Il 6 febbraio era stato arrestato con l’accusa di avere sfregiato il volto di un vicino di casa col quale aveva avuto un litigio. La Procura lo ha mandato a processo col rito immediato ed è già arrivata la condanna: il gup Ottavio Mosti ha inflitto 2 anni di reclusione al favarese Gino Angelo D’Anna, 48 anni.

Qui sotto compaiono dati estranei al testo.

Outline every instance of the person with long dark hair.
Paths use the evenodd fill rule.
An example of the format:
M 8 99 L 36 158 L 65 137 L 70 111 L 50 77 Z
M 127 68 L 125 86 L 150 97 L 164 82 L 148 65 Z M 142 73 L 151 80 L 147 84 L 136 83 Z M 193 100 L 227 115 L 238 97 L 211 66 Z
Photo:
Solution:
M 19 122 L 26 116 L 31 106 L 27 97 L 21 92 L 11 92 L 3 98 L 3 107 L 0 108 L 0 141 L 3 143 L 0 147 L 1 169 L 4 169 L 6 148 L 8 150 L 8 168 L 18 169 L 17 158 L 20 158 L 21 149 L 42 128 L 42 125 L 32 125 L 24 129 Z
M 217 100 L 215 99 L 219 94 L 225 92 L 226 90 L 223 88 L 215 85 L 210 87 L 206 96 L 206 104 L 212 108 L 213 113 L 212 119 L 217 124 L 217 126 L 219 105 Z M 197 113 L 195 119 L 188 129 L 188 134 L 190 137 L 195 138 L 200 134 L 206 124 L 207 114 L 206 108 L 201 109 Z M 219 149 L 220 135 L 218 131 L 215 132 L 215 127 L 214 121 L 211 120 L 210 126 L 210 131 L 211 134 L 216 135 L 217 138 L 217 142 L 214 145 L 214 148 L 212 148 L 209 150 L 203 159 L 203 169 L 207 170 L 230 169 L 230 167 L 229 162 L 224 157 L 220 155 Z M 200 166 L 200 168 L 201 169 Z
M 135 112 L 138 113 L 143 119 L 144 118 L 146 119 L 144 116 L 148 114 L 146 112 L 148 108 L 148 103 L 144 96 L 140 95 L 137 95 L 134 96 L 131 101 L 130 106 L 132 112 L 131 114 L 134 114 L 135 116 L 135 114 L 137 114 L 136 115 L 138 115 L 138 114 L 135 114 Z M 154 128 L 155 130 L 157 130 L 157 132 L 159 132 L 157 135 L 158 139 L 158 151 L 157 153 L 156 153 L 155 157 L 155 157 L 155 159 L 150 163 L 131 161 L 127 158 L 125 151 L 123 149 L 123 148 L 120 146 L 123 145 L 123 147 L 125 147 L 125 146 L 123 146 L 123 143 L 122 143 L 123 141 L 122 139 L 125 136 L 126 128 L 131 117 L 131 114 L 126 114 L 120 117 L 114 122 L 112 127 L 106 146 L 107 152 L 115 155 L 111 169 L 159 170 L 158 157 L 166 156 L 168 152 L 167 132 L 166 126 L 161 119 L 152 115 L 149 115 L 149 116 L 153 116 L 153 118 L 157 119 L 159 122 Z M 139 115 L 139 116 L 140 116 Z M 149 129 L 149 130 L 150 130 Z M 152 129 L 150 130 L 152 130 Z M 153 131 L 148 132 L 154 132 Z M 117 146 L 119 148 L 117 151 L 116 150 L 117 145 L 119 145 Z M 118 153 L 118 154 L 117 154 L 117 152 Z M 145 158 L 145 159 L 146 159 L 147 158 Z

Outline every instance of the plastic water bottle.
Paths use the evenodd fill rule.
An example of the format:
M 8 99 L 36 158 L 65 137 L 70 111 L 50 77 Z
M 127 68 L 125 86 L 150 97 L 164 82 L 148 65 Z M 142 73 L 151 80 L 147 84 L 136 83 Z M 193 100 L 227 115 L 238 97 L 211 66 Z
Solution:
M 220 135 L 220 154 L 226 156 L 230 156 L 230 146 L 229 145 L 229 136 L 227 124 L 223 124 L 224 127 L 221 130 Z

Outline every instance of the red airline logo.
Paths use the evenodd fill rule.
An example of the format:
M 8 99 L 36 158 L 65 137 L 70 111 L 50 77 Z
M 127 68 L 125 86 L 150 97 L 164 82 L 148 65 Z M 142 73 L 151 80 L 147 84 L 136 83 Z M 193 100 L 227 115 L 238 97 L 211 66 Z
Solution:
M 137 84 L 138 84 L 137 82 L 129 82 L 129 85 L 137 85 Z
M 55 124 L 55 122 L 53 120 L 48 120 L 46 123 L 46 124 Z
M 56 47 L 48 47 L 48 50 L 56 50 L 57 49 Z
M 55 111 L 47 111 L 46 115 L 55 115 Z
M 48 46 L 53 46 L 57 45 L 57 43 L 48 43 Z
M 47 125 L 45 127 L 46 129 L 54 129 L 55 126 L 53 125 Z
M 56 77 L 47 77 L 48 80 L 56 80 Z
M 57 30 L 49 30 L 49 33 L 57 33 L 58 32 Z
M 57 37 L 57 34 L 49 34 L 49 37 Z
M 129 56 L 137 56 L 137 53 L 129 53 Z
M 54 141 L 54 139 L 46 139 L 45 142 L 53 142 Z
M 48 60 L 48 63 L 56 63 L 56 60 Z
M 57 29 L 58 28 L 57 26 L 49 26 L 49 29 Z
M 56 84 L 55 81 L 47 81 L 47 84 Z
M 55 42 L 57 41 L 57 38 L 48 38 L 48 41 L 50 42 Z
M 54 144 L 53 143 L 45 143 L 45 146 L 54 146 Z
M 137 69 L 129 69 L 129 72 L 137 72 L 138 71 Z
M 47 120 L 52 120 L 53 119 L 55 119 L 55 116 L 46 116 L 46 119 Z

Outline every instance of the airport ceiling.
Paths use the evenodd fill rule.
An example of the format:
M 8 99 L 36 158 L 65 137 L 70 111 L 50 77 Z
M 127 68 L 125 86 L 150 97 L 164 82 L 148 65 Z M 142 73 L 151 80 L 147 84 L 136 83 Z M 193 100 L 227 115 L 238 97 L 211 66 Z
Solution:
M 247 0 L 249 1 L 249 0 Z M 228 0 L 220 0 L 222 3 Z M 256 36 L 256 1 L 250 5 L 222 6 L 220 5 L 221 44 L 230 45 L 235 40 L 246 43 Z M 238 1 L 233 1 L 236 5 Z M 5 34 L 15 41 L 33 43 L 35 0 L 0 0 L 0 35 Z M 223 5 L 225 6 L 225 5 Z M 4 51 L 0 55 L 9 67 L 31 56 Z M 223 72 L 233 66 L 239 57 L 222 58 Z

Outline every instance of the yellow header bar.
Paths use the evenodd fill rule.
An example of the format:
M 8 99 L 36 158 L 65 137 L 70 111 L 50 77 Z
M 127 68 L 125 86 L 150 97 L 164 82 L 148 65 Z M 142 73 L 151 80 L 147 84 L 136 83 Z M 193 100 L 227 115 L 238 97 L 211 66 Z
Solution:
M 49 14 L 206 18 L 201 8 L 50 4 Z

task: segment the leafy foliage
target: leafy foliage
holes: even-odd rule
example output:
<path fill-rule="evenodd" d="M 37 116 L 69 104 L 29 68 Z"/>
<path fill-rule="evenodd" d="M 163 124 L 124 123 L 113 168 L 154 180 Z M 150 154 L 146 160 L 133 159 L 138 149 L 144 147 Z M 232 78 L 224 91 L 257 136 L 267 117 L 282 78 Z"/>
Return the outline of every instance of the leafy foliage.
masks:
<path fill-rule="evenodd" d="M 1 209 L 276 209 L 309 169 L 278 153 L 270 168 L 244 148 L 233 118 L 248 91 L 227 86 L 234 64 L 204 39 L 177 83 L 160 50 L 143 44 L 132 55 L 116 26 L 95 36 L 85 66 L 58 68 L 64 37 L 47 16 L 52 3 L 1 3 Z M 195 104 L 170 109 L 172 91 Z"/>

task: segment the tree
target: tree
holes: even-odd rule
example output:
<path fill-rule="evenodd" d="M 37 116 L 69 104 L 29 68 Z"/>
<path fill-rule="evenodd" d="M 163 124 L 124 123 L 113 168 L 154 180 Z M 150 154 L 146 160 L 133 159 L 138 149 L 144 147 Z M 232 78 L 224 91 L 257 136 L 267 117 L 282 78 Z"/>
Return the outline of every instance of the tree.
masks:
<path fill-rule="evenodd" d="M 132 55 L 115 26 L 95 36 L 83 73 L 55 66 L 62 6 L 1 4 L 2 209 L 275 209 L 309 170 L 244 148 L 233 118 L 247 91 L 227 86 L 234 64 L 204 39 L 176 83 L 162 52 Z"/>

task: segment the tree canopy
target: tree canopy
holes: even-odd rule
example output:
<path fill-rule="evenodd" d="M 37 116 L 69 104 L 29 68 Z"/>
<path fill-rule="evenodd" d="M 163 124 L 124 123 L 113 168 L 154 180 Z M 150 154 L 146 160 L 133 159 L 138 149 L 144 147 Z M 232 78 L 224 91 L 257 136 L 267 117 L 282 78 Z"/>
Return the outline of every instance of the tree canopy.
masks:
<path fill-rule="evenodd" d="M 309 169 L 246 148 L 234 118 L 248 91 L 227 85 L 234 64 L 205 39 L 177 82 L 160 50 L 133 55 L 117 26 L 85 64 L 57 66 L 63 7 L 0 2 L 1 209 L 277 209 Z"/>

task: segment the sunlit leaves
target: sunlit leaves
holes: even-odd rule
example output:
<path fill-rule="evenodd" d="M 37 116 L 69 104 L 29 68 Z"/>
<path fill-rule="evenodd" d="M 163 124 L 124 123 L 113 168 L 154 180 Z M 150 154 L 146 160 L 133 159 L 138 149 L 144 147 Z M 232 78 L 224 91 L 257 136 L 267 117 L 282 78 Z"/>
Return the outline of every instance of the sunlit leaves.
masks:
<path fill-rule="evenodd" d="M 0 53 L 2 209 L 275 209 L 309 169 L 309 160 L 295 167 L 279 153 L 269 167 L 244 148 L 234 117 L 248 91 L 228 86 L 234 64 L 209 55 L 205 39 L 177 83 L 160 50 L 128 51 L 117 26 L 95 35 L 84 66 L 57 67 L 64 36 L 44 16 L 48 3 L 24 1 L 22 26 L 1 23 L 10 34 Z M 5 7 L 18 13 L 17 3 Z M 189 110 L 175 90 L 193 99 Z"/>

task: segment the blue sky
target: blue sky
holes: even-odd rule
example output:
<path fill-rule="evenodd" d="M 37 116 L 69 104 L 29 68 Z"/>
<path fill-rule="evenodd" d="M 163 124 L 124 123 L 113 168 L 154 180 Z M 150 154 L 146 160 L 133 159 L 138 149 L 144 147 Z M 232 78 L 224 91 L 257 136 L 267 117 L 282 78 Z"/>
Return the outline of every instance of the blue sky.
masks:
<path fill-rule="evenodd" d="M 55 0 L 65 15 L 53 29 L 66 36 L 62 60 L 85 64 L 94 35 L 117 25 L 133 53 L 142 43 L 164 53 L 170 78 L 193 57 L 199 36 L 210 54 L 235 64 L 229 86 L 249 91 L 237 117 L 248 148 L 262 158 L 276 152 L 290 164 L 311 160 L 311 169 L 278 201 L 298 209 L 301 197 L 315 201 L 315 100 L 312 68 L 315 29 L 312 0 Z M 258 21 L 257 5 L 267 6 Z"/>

L’imputato (difeso dall’avvocato Daniele Re) dovrà risarcire la vittima, Giuseppe Morreale, 45 anni, che si è costituito parte civile con l’assistenza dell’avvocato Daniela Posante. La pena inflitta è ridotta di un terzo per effetto del rito abbreviato. Il pm Salvatore Vella aveva chiesto la condanna a quattro anni. Il giudice ha escluso l’aggravante dei futili motivi e ha sospeso la pena: D’Anna, che si trovava agli arresti domiciliari, è tornato libero. Morreale, secondo la ricostruzione dell’episodio, sarebbe stato colpito con un bicchiere di vetro rotto al volto.

All’origine dell’aggressione ci sarebbe un banale litigio scaturito da un equivoco. Morreale aveva trovato la carrozzeria dell’auto danneggiata da un solvente e voleva chiedere a D’Anna se le telecamere della sua abitazione che erano puntate sulla vettura fossero accese. D’Anna pensava invece che lo stesse accusando di essere l’autore del danneggiamento e lo avrebbe insultato e aggredito con pugni fino a sferrargli un colpo con un frammento di vetro.